The front is rimmed with a lip that protects the screen when the device is placed face down on a flat surface. This lip doesn't help make the phone any more comfortable to hold or use, that's for sure. The display fills a respectable amount of the front and the bezels aren't annoyingly thick. There is a big slit at the top for the earpiece grill, and there are three capacitive buttons below the screen (back, home, and menu.) They offer haptic feedback if you prefer. I found them easy to find and use.

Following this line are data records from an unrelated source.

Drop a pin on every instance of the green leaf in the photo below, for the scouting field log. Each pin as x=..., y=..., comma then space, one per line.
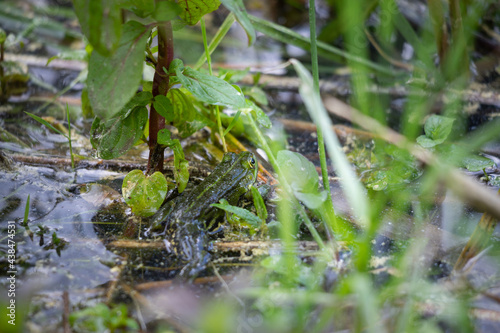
x=210, y=89
x=426, y=142
x=144, y=194
x=259, y=114
x=101, y=23
x=256, y=94
x=166, y=11
x=141, y=8
x=181, y=172
x=477, y=163
x=305, y=187
x=114, y=137
x=112, y=81
x=44, y=122
x=438, y=128
x=249, y=217
x=164, y=107
x=186, y=118
x=234, y=121
x=237, y=7
x=193, y=10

The left edge of the Max has a lot going on. It houses the memory card tray, the volume toggle, and the microUSB port. (You need a small paperclip or SIM card tool to eject the memory card.) The volume toggle has a good profile and great travel and feedback. I really liked the action, but it can be hard to reach with your index finger if you hold the Max in your right hand. The lock button and a dedicated camera button adorn the right edge. Both have excellent profiles and travel and feedback. These buttons are much easier to use than the volume toggle.

Wondering where the SIM card is hiding? The plastic band near the top of the Max's rear cover can be removed. It pops off quite easily. The SIM card is sandwiched between the camera module and the stereo headphone jack. It's one of those spring-loaded jobs, which means you press it in until you hear a click. Though you can remove a portion of the back panel, the battery remains buried inside and is inaccessible. That's a bummer.

The ZTE Max is a decent piece of hardware, if a bit too phablet-y (huge) for my tastes.